Friday, May 16, 2008

Yet another 40 yard bomb...

NOT sure if you managed to catch Fox Sports's take on the top 20 goals of the current season last night on Total Football, but, for me, there was very much a same, same feel about the selection, with 17 of the 20 the result of individual bombs from outside the box.

The other three were the result of individual pieces of brilliance inside the box (a Cristiano Ronaldo reverse-flick with the instep, an Akos Buzsaky flick over the keeper and an Sylvan Ebanks-Blake reverse netmeg and powerhouse finish).

While all 20 goals were easy on the eye, and some of 40 yard bombs particularly special (Noe Pamarot or Stephane Baga anyone?), not one of the featured Fox goals was what I'd describe as a team goal, an intricate build-up involving five, six or seven passes, with a simple finish....

Like the brilliant Gamba Osaka goal I described in this piece a few weeks ago. To catch it again, check out the first 23 seconds of this video.

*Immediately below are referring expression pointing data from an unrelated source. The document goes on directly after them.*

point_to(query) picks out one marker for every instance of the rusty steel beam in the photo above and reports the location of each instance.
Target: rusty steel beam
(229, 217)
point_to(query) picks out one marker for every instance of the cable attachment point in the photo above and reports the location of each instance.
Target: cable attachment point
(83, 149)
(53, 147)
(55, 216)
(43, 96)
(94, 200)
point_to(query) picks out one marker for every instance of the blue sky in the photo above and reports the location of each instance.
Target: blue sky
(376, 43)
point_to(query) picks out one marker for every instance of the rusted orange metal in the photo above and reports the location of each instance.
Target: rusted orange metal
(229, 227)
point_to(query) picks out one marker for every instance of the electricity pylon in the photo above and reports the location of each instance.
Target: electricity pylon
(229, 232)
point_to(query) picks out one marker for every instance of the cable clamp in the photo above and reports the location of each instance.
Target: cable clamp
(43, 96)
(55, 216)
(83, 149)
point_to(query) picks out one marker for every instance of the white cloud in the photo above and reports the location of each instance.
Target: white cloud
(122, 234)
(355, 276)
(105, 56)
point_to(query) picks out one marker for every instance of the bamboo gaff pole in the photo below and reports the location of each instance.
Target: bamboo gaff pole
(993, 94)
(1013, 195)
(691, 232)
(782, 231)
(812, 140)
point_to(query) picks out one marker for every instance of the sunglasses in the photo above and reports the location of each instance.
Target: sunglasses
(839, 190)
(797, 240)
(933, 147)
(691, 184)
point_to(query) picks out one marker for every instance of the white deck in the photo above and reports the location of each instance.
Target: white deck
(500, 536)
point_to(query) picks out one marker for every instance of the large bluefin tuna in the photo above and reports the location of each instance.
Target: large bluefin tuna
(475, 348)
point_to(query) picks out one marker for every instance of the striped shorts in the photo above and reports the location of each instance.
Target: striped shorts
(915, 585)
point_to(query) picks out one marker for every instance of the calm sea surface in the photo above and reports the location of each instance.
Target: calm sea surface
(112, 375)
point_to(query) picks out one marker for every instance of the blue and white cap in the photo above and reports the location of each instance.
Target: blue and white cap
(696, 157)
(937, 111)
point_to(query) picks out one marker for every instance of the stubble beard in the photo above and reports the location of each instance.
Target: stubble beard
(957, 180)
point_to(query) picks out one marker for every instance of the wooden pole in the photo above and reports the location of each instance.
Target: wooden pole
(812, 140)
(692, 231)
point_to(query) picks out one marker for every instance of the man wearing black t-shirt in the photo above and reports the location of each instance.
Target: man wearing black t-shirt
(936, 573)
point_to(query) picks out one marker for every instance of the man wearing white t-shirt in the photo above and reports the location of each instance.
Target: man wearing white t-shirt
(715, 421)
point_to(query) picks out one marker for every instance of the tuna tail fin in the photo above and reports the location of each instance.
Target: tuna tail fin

Another example that came to mind was the beautiful opening goal Arsenal (Abou Diaby) scored in first leg of the UEFA Champions League semi final against Liverpool, which I commented on here, but perhaps we can excuse Fox for not including that one given that their selections focused entirely on competitions they were covering (EPL, A-League, Coca-Cola Championship and Asian Champions League).

It's all subjective, but perhaps, in hindsight, the TF selection should have been described as the strikes of the season.


Blogger pippinu said...

Spot on Tony - this is a trend I have noticed over the last few years (maybe longer) - the long range smacks get far more plaudits than the team goals. I like to see a long range goal as much as the next person, but let's be honest, there are far more these days than you would get, say, 25 years ago, but more importantly, they are dominating the airwaves, taking up the "space".

But then again - in the modern game, do long range efforts and set pieces (incl penalties) combined perhaps account for up to 75% of all goals? Or more? I don't know - but it's possible.

What I am about to write now is a biased view, but in Round 9 (I think) last year, El Zorro finally opened his account in Melbourne's 2-1 victory over Perth. It involved an interchange of passes with Arch on the right, including a back heeler from Carlos, and he finally got it back and slammed it home from a very tight angle at the edge of the 6 yard box.

I reckon it was one of the goals of the year - but you can forget about seeing it in any top 20!

In fact, it didn't even get goal of the week! Elrich won it with his turn and smack form outside the box (just for something different). Not a bad goal, but at the time, I really did look at it pretty much along the lines of what you have done today, and I wasn't impressed!

By the way, excuse me for this, but it's "Baga" (I think this is the 2nd time you have called him Barga). I only remember because I enjoy making puns with his name: e.g. bagging two goals; making the onion bag bulge, etc. Regardless of his name - he's one to watch out for in our last game - be good to have him in the A-League!

Fri. May 16, 04:30:00 pm AEST  
Blogger The Round Ball Analyst said...

Pippinu, thanks for the comment and correction, consider it corrected.

Yes, I recall the Hernandez strike and his link up with Archie....quality.

I've also noticed the disturbing but growing trend of goals from set pieces in the past 5 or so years and have been planning to write about it for a while...

In fact, just the other day, I was watching some highlights of the euro u17s on eurosport, a 3 all draw between france and spain, and 5 of the 6 goals were from set pieces...

It was followed by highlights of a couple of other games, with set piece goals prominent...

I would say you're right, about 75%of goals are from set pieces and bombs.

So, when a good 'team goal' is scored, like Gamba's, like El Zorro's, we should acknowledge it, and encourage it.

Fri. May 16, 05:09:00 pm AEST  
Blogger pippinu said...

Tony - that would be a great piece - especially so if you can get stats on what was happening, say, 20 years ago, and today - in fact, that would make a fantastic piece!

We all know that defences have got better and better over the decades, such that today's goal scoring average is 2.5 per game (or so) compared to 5.5 in the 50s. I think we can all accept that without too much of a problem - but if 2 of the 2.5 is made up of speculative shots and set pieces - that's a major shift in the game that not many are picking up on.

An over-reliance on set pieces conceivably has dire consequences for the game. For instance, it means that game plans become more focussed on winning the set piece, rather than piercing the defence of the opposition (which, as a neutral, is what we really all prefer to see). If that becomes more common, that has follow-on ramifications.

It's too early to despair, but I wonder if there is some sort of trend there.